Sources of information for such homework would be web sites, annual reports, trade journals, news magazines, the company newspaper, people in the field, brokerage houses, Chamber of Commerce publications, and industrial directories.
In a small company, the top people will usually control the hiring procedures. Use your network to gather as much information as possible about these key decision makers and their role in the company. Decide if you will contact Human Resources or the person directly responsible for the hiring. Learn the correct name and exact title and discover the person's background with the company, education, interests, etc.
The interviewer's task is to find out just how effective you might be in a specific job. Prepare answers for the following questions in as clear a manner as possible. Make your responses upbeat and positive. Make sure you've done your research on this company, and it will pay off. Also, always remember that an interview is a "two-way street." You are entitled to ask the interviewer questions in order to determine whether or not you want the job. An easy formula to remember is Q = A + P, which simply means "Q" (the interviewer's question) = "A" (your answer) + "P" (probe -- in other words, you now ask a question). vFor example, suppose the interviewer were to ask you, "Are you free to travel?" You might answer, "Yes," but then follow up your answer with the question, "How much travel does the job require?" Q = A + P. The interviewer's answer to your question could certainly have some bearing on whether or not you want the job.

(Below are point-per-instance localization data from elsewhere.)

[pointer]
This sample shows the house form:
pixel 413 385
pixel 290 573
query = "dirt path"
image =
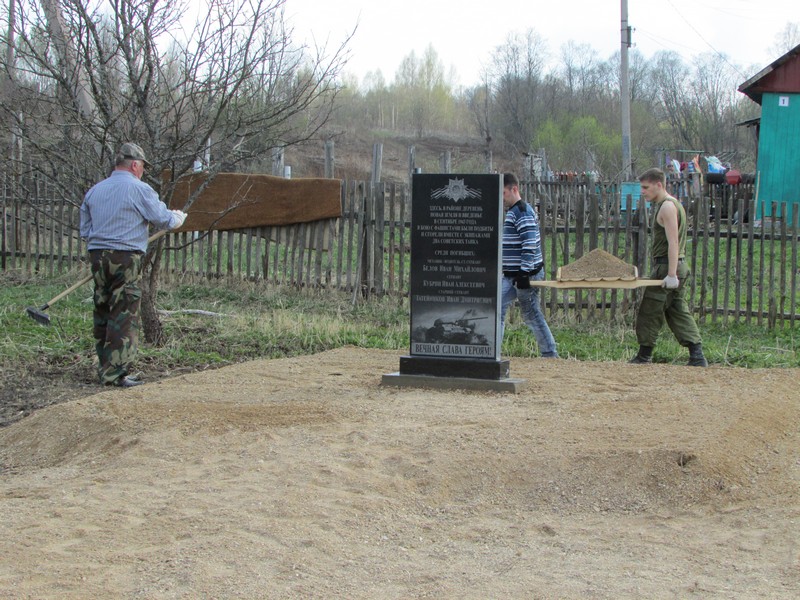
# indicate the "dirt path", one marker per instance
pixel 305 478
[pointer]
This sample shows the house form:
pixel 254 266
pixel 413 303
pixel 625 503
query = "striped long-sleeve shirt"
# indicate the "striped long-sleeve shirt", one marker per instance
pixel 116 212
pixel 522 241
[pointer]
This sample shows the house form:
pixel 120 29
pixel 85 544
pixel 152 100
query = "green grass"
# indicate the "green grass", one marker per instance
pixel 261 322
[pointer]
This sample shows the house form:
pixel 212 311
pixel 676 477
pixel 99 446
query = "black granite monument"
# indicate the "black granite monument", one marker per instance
pixel 456 259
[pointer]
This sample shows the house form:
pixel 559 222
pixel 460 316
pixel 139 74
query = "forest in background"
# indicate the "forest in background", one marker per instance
pixel 565 106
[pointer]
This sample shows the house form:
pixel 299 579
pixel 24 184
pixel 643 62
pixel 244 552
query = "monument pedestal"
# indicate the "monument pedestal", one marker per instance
pixel 453 373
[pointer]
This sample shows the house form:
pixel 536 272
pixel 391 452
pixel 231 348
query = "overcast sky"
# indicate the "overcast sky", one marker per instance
pixel 464 34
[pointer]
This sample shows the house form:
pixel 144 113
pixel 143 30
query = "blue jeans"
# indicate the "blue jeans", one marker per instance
pixel 531 313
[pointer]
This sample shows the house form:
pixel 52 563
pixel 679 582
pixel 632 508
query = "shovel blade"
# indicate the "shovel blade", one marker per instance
pixel 38 315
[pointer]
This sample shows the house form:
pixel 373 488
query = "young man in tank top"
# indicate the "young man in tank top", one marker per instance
pixel 668 251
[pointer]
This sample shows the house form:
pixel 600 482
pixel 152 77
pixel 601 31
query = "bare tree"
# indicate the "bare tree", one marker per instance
pixel 518 72
pixel 89 75
pixel 787 39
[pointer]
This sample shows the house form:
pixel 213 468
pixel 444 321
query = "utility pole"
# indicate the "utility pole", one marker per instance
pixel 625 93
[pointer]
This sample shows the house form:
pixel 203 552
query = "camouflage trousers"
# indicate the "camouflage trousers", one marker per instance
pixel 660 306
pixel 117 298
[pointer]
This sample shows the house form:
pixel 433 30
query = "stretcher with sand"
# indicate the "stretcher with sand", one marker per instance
pixel 598 269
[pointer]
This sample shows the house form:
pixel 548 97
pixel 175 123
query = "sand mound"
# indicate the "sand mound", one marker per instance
pixel 304 477
pixel 597 265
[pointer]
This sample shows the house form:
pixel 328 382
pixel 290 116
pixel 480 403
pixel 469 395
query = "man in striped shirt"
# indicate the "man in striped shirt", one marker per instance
pixel 522 261
pixel 115 218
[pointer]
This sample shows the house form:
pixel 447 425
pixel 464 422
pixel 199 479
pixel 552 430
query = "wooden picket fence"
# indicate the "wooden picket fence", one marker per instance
pixel 744 270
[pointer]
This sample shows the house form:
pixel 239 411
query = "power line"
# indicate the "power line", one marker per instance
pixel 700 35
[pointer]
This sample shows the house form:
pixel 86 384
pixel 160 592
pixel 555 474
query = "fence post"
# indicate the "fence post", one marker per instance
pixel 411 163
pixel 329 162
pixel 446 162
pixel 377 158
pixel 277 162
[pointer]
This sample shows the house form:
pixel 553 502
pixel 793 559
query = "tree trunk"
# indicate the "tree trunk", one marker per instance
pixel 151 325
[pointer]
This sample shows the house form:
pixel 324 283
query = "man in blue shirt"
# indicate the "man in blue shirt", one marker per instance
pixel 115 218
pixel 522 261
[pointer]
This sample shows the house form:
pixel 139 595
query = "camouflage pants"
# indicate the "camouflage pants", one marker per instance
pixel 660 306
pixel 116 311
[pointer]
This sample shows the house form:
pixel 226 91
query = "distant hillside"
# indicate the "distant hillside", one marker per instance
pixel 353 155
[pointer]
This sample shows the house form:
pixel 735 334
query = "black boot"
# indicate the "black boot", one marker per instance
pixel 643 357
pixel 696 358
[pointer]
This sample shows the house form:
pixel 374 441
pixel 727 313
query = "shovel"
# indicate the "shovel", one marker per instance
pixel 38 314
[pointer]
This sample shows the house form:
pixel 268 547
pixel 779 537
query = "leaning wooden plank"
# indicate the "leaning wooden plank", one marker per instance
pixel 240 200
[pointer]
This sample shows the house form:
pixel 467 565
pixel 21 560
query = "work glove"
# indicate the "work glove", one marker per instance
pixel 670 282
pixel 178 217
pixel 522 281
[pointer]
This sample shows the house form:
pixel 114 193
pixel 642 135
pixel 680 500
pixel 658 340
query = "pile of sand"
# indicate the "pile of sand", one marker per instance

Typical Interview Questions
Here are some questions you're likely to be asked in an interview, along with some suggested responses.
- Q. Tell me about yourself.
A. Pre-plan your answer to this question, it's usually the first one asked. Talk about your work experience, skills, and accomplishments, not personal statistics such as where or when you were born, or whether or not you are married. Keep it brief.
- Q. What do you know about this company?
A. Be prepared with as much information about the company as possible, especially its products or services. Do some homework on the company's web site, in the research department of your local library, or talk with friends who may work for =or have knowledge of the company.
- Q. Why do you want to work for this company?
A. If you've done some research, this should be easy. Refer to the company's fine reputation, growth opportunities, etc.
- Q. What kind of benefits are you looking for?
A. Answer this question honestly, otherwise you'll be unhappy and less than productive.
- Q. Describe your value to your past (or current) employer.
A. Refer to your resume and your accomplishments.
- Q. You've changed jobs frequently. Why?
A. Unless you've been a victim of layoffs, talk about better opportunities and more money.
- Q. Have you ever been fired?
A. This can be checked, so be truthful. If the answer is yes, you might want to describe the circumstances, and your side of it. Whatever you do, don't bad mouth your boss or the company.
- Q. What did you like best in your last (or current) job?
A. Pre-plan your answer because this question is often asked.
- Q. What direct supervisory experience have you had?
A. Refer to your resume.
When it is appropriate, ask questions during the interview.
The following questions are guidelines only. Use them when and if it is comfortable for you.
- Do you have a job description available?
- With whom would I be working if I accepted a position here?
- What is the most important qualification for this position?
- To whom would I be responsible?
- When will you be making a decision regarding this position?
When the interview comes to an end, be sure to leave in a professional manner
- Thank them for their time.
- Shake hands, look them in the eyes and smile.
- Ask for a business card (from them or the secretary).
- Ask them when they will make their decision.
- Tell them you will call at that time to hear their plans.
Your Career is your business - so start running it like one!